The first method I used to solve this problem: $P=2y^{3/2}$ and $Q=3x\sqrt{y}$ Because the force field $\vec{F}$ has to be conservative, $\frac{\partial P}{\partial x}=2y^{3/2}$ and $\frac{\partial Q}{\partial y}=3x\sqrt{y}$.
I integrated $\frac{\partial f}{\partial x}$ and got $f(x,y)=2xy^{3/2}+h(y)$. I differentiated both sides with respect to $y$ and got $\frac{\partial f}{\partial y}=3y\sqrt{x}+\frac{\partial h(y)}{\partial y}$.
I get that $\frac{\partial h(y)}{\partial y}=0$, which means that $h(y)=c$. If we assume that $c=0$, $f(x,y)=2xy^{3/2}$.
Using the FTC of Line Integrals, I get that $$\int\limits_C \nabla f\cdot d\vec{r}=f\left(\vec{r}\left(b\right)\right)-f\left(\vec{r}\left(a\right)\right)$$. And found work as $$W=\int\limits_C \nabla f\cdot d\vec{r}=f\left(2,9\right)-f\left(1,1\right) = 2\cdot2\cdot9^{3/2}-2\cdot1\cdot1^{3/2} = 106$$
The second method that I thought of was using parametric equations. Finding a parametric equation that passes through point A and B, through time $t = 0$ to $t = 1$, I get $x=1+t$ and $y=8t+1$. I use a different way to evaluate the FTC Line Integral: $$\int\limits_C \vec{F}\cdot d\vec{r} = \int_0^1 \begin{bmatrix} 2y^{3/2} \\ 3x\sqrt{y} \\ \end{bmatrix} \cdot \frac{d}{dt}\left(\begin{bmatrix} 1+t \\ 1+8t \\ \end{bmatrix}\right) dt = \int_0^1 \begin{bmatrix} 2y^{3/2} \\ 3x\sqrt{y} \\ \end{bmatrix} \cdot \begin{bmatrix} 1 \\ 8 \\ \end{bmatrix} dt = \int_0^1 2y^{3/2}+24x\sqrt{y} \ dt$$.

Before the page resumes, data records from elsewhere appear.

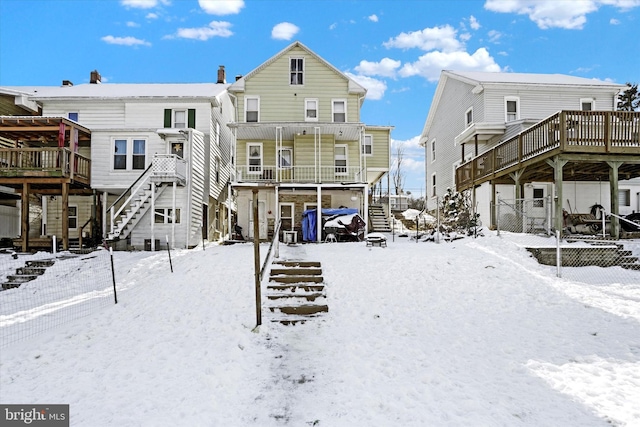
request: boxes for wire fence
[0,249,116,348]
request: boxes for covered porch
[456,111,640,238]
[0,116,95,252]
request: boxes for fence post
[556,230,562,277]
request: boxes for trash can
[144,239,160,251]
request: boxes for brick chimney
[216,65,227,84]
[89,70,102,84]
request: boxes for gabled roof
[0,83,229,101]
[229,41,367,94]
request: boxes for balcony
[0,147,91,185]
[456,111,640,191]
[235,165,365,184]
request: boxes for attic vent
[89,70,102,84]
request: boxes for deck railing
[235,166,364,184]
[456,111,640,187]
[0,147,91,184]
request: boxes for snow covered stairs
[266,261,329,325]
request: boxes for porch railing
[456,111,640,187]
[0,147,91,184]
[235,166,365,183]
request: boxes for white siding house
[421,71,640,237]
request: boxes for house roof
[0,83,229,101]
[229,41,367,94]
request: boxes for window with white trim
[362,135,373,156]
[113,138,147,170]
[431,139,436,163]
[304,98,318,122]
[244,96,260,123]
[504,96,520,122]
[247,143,262,173]
[580,98,595,111]
[278,148,293,169]
[333,144,347,175]
[331,99,347,123]
[464,107,473,127]
[289,58,304,85]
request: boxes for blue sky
[0,0,640,195]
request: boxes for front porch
[456,111,640,237]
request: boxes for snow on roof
[0,83,229,99]
[446,71,624,88]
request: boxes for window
[362,135,373,156]
[113,139,127,169]
[245,97,260,123]
[247,144,262,173]
[331,100,347,123]
[67,206,78,230]
[304,99,318,122]
[431,139,436,163]
[504,97,520,122]
[333,145,347,175]
[132,139,147,169]
[164,108,196,129]
[289,58,304,85]
[464,107,473,127]
[154,208,180,224]
[113,138,147,170]
[580,98,594,111]
[431,173,438,197]
[618,189,631,206]
[278,148,293,169]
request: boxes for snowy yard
[0,232,640,427]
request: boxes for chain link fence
[0,250,115,348]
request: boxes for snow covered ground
[0,232,640,427]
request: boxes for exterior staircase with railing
[369,205,391,233]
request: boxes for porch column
[607,162,622,239]
[20,182,29,252]
[316,185,322,243]
[62,182,69,251]
[547,156,567,236]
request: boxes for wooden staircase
[369,205,391,233]
[265,261,329,325]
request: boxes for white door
[246,200,267,239]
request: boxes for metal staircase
[369,205,391,233]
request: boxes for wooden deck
[456,111,640,191]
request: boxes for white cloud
[198,0,244,15]
[101,35,151,46]
[484,0,640,30]
[120,0,170,9]
[399,47,501,82]
[469,15,480,30]
[271,22,300,40]
[171,21,233,41]
[345,72,387,101]
[355,58,402,77]
[383,25,462,52]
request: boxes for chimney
[216,65,227,84]
[89,70,102,84]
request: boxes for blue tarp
[302,208,358,242]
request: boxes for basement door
[243,200,267,240]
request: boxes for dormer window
[289,58,304,85]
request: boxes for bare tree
[391,142,404,195]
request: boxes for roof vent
[89,70,102,84]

I substitute $x=1+t$ and $y=8t+1$ into the integral and evaluate the following integral. $$\int_0^1 {2\left(8t+1\right)^{3/2}+24\cdot\left(t+1\right)\cdot\sqrt{8t+1}} \ dt = 106$$, thus giving the same answer.
I want to know why the ways of solving the problem results in the same solution, but the first way of solving the problem requires me to assume that $c=0$? Am I missing something that allows me to safely assume that the constant of integration is 0?

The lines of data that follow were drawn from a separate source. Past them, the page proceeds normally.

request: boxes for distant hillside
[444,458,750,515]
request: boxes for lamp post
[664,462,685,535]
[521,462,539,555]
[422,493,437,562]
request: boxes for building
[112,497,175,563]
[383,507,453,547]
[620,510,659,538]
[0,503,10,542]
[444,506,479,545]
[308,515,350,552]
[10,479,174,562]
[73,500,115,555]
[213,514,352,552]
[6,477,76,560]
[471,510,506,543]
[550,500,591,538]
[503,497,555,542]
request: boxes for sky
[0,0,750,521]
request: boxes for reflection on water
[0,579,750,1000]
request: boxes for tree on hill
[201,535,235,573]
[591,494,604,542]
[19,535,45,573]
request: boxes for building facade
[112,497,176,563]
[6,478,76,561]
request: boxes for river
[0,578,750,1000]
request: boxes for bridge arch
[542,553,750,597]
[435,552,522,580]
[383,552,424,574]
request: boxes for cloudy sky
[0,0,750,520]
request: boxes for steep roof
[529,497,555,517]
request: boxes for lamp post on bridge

In fact it doesn’t matter what constant of integration $c$ you have chosen, if you realize in your last step of method 1, the constant cancel out of each other when you subtract the potential.
Physically you may just treat the constant as some sort of reference value, and it is immaterial of which reference value you have chosen.